Compare this to Nokia. Nokia invested heavily in call-phone making capacity so they could mass-manufacture the lowest-cost cell-phones enabling them to capture the most market-share... they now sell more cell-phones than anyone else, but these are mostly the low-cost low-margin cell phones sold to low-income people in 3rd-world countries. Apple couldn't care less about that portion of the cell-phone market. Apple's iPhone is clearly targeted at the very top-end of the cell-phone market where it can command a lot of media attention as well as high profit-margins. Sure Apple wants to dominate the smartphone segment of the cell-phone market, but this segment will always be a tiny fraction of the overall market.
Apple never wanted to dominate the entire PC market either. They've only wanted to build the best quality (and highest margin) PC's that would dominate the top-end of this market. When Job's wasn't at Apple, they tried to follow a different business strategy by allowing 3rd parties to make PC hardware of their own design that would run MacOS... this was a strategy designed to try and "beat" Microsoft at their own game. Jobs was smart to kill that strategy as soon as he returned to Apple. He knew that he could only build the best products if he controlled the entire design process (or, at least, the vast majority of it) and that if he had the best products he could command the highest prices/margins. Under Jobs, Apple will never compete on price; they always compete on design and product quality. That's true whether they're going after a high-priced segment or a low-priced segment and its VERY different from HP or Dell or myriad others.

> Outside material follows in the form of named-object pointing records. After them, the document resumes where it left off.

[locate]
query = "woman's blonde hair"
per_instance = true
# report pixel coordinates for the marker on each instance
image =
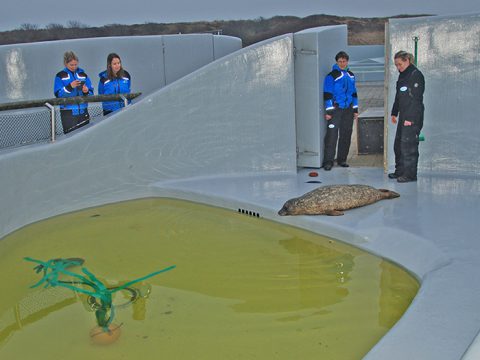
(69, 56)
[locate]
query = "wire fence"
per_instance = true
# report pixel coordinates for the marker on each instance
(30, 122)
(30, 126)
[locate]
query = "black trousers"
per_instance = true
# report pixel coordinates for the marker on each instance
(71, 122)
(339, 127)
(405, 148)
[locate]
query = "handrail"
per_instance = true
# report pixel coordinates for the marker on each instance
(64, 101)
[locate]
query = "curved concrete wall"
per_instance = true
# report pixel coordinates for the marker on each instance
(27, 71)
(235, 115)
(448, 52)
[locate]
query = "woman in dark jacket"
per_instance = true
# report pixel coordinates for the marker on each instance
(72, 81)
(409, 103)
(114, 80)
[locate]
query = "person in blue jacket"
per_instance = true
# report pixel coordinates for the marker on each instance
(409, 103)
(114, 80)
(341, 107)
(72, 81)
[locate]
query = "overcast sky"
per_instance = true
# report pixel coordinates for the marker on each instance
(100, 12)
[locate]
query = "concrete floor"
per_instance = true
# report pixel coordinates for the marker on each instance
(431, 230)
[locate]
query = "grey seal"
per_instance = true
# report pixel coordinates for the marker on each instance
(333, 199)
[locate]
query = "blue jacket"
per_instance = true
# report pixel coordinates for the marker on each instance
(62, 88)
(118, 85)
(339, 90)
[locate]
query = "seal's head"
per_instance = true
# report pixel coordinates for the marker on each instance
(288, 208)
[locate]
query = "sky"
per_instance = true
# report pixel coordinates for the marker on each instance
(14, 13)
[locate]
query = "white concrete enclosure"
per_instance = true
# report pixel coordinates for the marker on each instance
(226, 135)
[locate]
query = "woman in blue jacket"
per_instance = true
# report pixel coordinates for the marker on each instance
(72, 81)
(114, 80)
(341, 108)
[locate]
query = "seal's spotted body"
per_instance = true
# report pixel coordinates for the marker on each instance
(333, 199)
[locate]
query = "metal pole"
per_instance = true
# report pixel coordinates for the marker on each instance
(421, 137)
(52, 120)
(125, 101)
(415, 39)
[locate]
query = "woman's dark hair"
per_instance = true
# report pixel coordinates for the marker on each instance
(404, 56)
(110, 73)
(342, 55)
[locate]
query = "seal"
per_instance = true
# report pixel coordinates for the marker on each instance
(333, 199)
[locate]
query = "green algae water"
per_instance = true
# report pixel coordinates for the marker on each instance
(243, 287)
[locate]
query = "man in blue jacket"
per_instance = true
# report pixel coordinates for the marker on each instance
(341, 107)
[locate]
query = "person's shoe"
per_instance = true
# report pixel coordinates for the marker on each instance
(405, 179)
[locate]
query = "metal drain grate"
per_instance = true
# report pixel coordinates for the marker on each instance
(249, 213)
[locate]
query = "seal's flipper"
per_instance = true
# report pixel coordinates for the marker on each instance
(389, 194)
(334, 213)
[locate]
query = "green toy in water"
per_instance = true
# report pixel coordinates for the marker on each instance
(100, 294)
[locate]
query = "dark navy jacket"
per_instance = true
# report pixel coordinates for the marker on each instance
(339, 90)
(118, 85)
(62, 88)
(409, 96)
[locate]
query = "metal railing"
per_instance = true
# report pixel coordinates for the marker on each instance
(19, 125)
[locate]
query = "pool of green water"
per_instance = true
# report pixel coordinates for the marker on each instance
(243, 287)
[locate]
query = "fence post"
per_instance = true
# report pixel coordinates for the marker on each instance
(52, 120)
(125, 101)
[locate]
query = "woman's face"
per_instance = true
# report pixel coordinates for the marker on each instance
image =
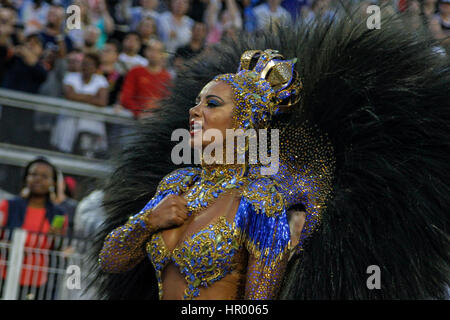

Jobs' vision is harder to see and understand in the PC marketplace than it is in the cell-phone marketplace. This vision is all about excellence and superiority in product design and manufacturing quality... and using this superiority to command a slightly higher price and higher margin than competing products. He doesn't want to kill those competing products, he loves and embraces those competing products because they still have to turn a profit (albeit on slimmer margins)... so they create a price-support under his own high-margin products.
A monopolist wants to kill his competition. Jobs embraces his competition.